It’s been a strange, strange week in these parts. I see everybody getting into the Holiday mood, with freshly chopped Christmas trees and fairy lights (YES!) but we’re not quite there yet. We’ve got a tree of our own only once and while it makes the house look 100% cozier than normal, I gather it’s all in my head. We’re not going to be in India for Christmas, but we do have almost similar weather plans. My mind is still in Goa though and I’m not sure that will ever change. I don’t want it to. It’s not a flaw.

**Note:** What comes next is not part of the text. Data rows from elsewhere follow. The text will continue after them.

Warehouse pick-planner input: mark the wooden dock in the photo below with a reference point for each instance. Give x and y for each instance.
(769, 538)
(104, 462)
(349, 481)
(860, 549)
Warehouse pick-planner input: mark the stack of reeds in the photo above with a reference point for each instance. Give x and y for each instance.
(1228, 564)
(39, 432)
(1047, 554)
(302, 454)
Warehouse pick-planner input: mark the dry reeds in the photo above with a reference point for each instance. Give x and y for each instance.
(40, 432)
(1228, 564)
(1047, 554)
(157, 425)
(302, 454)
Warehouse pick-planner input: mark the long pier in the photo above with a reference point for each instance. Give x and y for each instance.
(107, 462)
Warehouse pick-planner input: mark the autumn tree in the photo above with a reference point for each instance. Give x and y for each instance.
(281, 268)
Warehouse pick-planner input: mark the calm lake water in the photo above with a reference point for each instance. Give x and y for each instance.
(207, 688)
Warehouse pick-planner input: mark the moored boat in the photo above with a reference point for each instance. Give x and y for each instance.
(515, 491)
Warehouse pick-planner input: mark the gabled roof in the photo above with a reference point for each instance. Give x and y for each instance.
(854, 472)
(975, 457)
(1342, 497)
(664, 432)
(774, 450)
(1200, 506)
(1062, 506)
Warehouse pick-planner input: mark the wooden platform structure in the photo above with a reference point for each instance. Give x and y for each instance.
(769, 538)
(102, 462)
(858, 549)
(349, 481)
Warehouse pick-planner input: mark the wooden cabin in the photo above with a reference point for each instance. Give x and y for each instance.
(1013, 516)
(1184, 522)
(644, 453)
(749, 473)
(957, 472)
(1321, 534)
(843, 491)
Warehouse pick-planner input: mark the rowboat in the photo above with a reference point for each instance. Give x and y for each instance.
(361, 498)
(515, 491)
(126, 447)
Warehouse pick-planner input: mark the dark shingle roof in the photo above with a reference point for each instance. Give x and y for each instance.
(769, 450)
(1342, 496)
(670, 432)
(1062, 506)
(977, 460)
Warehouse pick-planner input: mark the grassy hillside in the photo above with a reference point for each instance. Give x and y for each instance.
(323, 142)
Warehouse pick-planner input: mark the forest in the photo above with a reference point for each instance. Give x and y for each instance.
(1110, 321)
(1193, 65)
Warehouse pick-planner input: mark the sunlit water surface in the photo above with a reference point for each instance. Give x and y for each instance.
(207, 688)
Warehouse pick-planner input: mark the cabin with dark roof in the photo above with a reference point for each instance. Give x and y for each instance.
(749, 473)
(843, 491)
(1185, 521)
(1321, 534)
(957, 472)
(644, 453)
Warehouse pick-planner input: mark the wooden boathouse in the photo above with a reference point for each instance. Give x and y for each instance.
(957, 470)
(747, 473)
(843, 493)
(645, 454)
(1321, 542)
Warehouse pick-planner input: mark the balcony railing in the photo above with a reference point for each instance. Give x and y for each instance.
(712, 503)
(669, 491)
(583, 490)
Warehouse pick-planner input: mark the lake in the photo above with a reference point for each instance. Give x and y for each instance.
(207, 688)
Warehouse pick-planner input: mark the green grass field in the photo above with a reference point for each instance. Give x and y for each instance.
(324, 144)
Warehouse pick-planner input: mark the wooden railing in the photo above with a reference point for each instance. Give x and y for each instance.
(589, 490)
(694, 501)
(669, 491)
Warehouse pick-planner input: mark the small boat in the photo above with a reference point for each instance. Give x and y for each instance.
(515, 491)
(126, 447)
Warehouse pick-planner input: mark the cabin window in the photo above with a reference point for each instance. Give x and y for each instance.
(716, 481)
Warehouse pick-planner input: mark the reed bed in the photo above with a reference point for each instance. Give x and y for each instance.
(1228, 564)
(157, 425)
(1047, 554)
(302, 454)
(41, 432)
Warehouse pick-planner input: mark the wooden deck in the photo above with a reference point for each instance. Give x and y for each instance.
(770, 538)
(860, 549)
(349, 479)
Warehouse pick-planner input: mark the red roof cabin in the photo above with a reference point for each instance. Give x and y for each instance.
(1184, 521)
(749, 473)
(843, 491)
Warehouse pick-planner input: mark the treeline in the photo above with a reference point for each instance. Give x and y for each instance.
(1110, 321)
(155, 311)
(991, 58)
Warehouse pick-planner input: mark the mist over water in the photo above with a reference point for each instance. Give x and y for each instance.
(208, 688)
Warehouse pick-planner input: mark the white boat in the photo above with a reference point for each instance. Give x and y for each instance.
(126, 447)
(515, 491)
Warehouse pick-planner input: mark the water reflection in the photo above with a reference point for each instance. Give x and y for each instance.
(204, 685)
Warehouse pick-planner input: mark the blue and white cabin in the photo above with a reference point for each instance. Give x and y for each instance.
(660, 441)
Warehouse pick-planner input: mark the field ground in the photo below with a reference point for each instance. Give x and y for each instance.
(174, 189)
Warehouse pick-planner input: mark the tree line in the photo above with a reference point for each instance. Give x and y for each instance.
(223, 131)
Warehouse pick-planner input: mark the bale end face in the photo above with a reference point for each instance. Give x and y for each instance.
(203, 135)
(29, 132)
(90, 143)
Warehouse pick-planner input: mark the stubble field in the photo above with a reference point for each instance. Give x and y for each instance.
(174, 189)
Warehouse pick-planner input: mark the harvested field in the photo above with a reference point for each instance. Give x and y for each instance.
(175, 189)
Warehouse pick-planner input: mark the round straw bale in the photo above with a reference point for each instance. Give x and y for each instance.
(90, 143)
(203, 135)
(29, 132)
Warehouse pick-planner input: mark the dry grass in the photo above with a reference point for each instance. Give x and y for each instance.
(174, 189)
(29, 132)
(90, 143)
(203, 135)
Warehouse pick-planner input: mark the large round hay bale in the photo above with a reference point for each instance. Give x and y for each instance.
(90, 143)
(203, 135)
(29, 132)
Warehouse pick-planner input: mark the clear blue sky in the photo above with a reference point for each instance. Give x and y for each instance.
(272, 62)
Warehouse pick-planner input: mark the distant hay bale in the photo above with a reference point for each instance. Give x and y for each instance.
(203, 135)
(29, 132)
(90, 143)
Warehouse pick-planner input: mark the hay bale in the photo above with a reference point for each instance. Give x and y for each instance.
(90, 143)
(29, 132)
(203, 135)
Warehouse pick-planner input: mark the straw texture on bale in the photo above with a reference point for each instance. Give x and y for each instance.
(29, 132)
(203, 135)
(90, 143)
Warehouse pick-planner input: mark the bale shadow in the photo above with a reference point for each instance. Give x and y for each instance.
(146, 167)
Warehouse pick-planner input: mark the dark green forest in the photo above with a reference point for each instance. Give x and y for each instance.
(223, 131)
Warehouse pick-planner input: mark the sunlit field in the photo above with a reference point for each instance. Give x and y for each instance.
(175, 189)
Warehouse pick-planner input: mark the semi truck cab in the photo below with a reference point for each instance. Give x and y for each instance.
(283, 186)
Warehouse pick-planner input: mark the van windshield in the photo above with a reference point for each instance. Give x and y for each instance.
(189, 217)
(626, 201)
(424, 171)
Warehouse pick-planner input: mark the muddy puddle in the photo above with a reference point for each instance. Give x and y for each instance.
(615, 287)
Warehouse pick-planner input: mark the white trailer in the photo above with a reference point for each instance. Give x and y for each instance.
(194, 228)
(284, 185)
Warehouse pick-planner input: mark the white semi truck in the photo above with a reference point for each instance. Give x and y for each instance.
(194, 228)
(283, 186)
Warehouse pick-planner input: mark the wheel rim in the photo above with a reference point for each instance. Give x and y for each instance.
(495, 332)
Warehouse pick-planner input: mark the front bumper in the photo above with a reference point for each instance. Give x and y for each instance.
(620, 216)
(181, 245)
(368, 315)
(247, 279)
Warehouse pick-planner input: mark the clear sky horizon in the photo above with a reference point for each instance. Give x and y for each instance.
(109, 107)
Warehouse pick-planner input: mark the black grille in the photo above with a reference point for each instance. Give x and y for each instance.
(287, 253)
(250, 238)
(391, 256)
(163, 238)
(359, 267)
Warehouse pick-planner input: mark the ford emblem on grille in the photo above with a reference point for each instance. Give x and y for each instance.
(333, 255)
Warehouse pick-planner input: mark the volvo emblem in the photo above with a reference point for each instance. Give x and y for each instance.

This past week has also strengthened the part of me that’s been working on the meaning of empathy. Understanding the feelings of other + walking a mile in their shoes + not being an asshole. Deep, right? When I first moved here, I found it strange how complete strangers asked me: “How are you?” I was fine, of course. But not always. They were doing their job but I was secretly getting tired of answering. I actually wanted to know how they were. Everybody walks around, carrying burdens that they wish they could share. Life is not easy. When your cat dies, you can’t take a bloody sick day. If your cat dies though, I’d like to tell you I know how that feels. Maybe I could do it with a look or by actually giving you a few more seconds of my time to tell you that it will be okay, that it’s all just a moment in the grand plot, that it feels like forever and it will get better. So much cliche. I’d pack it all in. I want you to know I don’t walk around without analysing the process of existence. It beats within me. Yesterday I wished I spent two more seconds with the man I saw holding up a “need help” sign. He told me he liked the painting I was holding and I thought “what a fucking idiot I am”. He needs more than I can ever help with and what did I do all day? Justified to myself that this (print of a) painting was worth it. It was worth it. It was beautiful. I wish art could save us all. I wish everybody had that opportunity to be saved.
That’s all it takes really- one chance. Sadly, empathy is something that severely lacking. We make excuses like “the begging mafia owns all the kids”, rather than just talking to them. Same with the people who can’t afford to eat in America. I sometimes can’t justify why I blog about food. I’m not an extravagant person an I find amazing amount of comfort in potatoes. The fact is, not everybody can afford the same choices as I do. I empathise with that. I don’t see this blog change into a thrifty one just because I do. What I do hope is that I can talk to more people and talk to people about food. I’ve had a lot of conversations with people in Seattle lately. People in the middle of the most difficult part of their lives and little chance to change the course of it all. I don’t live it but I get it. I can talk to you and learn your story. Stories never leave you.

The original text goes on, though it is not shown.